The following is an example of OCI hook JSON configuration file enabling the MPI hook:

{
    "version": "1.0.0",
    "hook": {
        "path": "/opt/sarus/bin/mpi_hook",
        "env": [
            "LDCONFIG_PATH=/sbin/ldconfig",
            "MPI_LIBS=/usr/lib64/mvapich2-2.2/lib/libmpi.so.12.0.5:/usr/lib64/mvapich2-2.2/lib/libmpicxx.so.12.0.5:/usr/lib64/mvapich2-2.2/lib/libmpifort.so.12.0.5",
            "MPI_DEPENDENCY_LIBS=",
            "BIND_MOUNTS="
        ]
    },
    "when": {
        "annotations": {
            "^com.hooks.mpi.enabled$": "^true$"
        }
    },
    "stages": ["prestart"]
}

Configuring to leverage Sarus annotations and CLI options

Sarus automatically generates the com.hooks.mpi.enabled=true OCI annotation if the --mpi command line option is passed to sarus run.
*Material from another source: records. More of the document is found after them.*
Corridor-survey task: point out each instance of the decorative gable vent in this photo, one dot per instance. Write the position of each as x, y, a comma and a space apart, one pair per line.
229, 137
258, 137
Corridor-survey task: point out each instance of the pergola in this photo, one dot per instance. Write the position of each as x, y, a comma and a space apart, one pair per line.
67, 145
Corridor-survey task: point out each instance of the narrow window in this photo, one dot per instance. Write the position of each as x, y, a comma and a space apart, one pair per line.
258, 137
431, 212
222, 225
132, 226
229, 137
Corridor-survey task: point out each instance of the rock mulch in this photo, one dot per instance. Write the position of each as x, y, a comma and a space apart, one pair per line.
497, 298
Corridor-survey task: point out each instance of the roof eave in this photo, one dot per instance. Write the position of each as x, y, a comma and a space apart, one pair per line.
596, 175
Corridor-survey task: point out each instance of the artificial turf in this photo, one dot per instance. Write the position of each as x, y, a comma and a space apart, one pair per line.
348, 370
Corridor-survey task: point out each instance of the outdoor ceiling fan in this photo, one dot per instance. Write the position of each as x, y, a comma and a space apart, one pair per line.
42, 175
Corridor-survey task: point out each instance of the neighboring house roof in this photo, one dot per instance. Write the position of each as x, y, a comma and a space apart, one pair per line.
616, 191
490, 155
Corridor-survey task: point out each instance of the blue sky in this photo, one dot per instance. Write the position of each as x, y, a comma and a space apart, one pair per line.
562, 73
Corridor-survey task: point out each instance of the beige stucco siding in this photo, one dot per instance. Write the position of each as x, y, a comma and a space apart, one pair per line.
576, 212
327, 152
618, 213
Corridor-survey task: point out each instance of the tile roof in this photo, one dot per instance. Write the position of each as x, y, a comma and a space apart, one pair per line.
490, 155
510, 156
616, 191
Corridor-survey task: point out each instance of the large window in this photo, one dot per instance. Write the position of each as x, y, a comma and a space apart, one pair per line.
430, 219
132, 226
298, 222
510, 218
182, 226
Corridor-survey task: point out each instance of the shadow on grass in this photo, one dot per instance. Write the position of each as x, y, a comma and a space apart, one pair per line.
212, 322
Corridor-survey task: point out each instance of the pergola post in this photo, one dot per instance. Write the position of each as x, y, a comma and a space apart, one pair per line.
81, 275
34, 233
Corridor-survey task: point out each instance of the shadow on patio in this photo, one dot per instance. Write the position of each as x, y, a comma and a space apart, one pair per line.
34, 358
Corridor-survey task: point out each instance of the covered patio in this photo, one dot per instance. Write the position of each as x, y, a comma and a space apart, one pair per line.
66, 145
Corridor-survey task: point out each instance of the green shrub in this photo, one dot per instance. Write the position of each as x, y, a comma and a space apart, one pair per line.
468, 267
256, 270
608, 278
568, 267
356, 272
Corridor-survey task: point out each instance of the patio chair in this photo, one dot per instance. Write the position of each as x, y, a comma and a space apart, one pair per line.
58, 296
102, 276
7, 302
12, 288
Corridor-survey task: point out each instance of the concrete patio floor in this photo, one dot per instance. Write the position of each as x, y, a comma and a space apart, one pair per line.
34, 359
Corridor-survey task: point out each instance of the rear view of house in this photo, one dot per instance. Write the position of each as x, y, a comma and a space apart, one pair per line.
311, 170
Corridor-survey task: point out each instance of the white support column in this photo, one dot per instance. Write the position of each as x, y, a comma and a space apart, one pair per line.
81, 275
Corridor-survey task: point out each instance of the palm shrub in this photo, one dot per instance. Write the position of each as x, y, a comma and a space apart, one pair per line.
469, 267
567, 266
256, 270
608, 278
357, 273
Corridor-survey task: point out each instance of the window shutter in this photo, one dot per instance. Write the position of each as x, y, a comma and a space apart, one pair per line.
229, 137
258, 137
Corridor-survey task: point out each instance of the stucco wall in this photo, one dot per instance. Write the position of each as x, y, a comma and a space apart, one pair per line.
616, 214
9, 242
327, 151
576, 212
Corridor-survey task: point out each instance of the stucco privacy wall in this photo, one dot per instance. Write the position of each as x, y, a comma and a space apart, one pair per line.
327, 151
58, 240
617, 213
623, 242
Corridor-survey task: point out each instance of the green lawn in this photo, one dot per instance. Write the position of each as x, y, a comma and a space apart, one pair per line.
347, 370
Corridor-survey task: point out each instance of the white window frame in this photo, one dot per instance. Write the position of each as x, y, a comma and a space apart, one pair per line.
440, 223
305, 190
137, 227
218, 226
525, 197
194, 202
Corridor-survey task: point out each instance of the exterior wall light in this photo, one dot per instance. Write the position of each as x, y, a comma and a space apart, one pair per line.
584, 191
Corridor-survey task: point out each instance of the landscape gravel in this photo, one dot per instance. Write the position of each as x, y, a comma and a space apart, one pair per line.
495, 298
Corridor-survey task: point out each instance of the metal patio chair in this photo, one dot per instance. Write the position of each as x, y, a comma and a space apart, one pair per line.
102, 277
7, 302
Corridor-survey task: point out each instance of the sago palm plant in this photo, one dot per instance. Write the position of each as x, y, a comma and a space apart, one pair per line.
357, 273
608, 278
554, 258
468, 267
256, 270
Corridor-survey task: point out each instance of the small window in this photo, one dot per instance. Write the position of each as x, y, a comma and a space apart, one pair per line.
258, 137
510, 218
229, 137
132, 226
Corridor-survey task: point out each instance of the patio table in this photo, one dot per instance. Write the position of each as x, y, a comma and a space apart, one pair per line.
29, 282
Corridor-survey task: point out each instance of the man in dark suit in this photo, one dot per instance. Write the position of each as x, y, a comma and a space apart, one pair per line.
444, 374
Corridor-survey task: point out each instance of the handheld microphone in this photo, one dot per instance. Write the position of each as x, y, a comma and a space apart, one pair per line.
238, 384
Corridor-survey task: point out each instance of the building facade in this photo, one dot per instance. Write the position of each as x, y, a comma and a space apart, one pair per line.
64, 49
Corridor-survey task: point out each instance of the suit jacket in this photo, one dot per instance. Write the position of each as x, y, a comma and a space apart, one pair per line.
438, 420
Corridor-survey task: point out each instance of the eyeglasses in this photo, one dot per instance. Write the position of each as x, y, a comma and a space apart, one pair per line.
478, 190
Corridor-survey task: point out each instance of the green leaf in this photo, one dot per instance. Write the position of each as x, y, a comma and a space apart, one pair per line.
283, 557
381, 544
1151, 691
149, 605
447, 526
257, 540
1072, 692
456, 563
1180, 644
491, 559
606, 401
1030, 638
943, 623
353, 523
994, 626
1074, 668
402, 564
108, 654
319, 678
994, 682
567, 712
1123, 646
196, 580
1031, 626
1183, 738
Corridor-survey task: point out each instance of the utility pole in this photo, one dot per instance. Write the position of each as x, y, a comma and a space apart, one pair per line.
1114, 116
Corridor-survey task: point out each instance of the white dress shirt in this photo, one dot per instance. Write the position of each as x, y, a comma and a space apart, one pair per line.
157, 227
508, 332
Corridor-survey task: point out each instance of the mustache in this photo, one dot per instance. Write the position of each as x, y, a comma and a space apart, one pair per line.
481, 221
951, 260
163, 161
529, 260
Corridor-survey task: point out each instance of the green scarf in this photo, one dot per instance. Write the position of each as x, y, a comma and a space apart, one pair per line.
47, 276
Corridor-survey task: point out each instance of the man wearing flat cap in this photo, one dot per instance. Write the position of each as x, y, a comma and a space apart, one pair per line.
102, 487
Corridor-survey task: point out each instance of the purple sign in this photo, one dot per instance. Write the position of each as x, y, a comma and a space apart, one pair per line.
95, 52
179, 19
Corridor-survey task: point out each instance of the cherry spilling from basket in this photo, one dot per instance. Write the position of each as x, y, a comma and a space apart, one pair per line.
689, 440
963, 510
Such annotation can be entered in the hook configuration's when conditions to tie the activation of the hook to the presence of the --mpi option:

"when": {
    "annotations": {
        "^com.hooks.mpi.enabled$": "^true$"
    }
}

Additionally, the --mpi-type option of sarus run automatically generates both the com.hooks.mpi.enabled=true and com.hooks.mpi.type=<value> annotations, where the value of com.hooks.mpi.type is the value passed to the CLI option. This allows to configure multiple MPI hooks for different native MPI stacks (for example differing in implementation, compiler, or underlying communication framework) and choose one through the sarus run command line. For example:

# With these conditions, a hook will be enabled by '--mpi-type=mpich3'
"when": {
    "annotations": {
        "^com.hooks.mpi.enabled$": "^true$"
        "^com.hooks.mpi.type$": "^mpich3$"
    }
}

# With these conditions, a hook will be enabled by '--mpi-type=mpich4-libfabric'
"when": {
    "annotations": {
        "^com.hooks.mpi.enabled$": "^true$"
        "^com.hooks.mpi.type$": "^mpich4-libfabric$"
    }
}

When multiple hooks are configured, the defaultMPIType parameter in sarus.json can be used to define the default MPI hook for the system and allow users to enable it just by using the --mpi option.

Note

The rules for the OCI hook configuration file state that a hook is enabled only if all the when conditions match.

This means that if the administrator did not define defaultMPIType in the Sarus configuration and the user did not provide --mpi-type=<value> in the CLI arguments, the hooks configured with the mpi.type condition will NOT be enabled.

Note

Multiple hooks can be enabled at the same time by configuring them with identical conditions.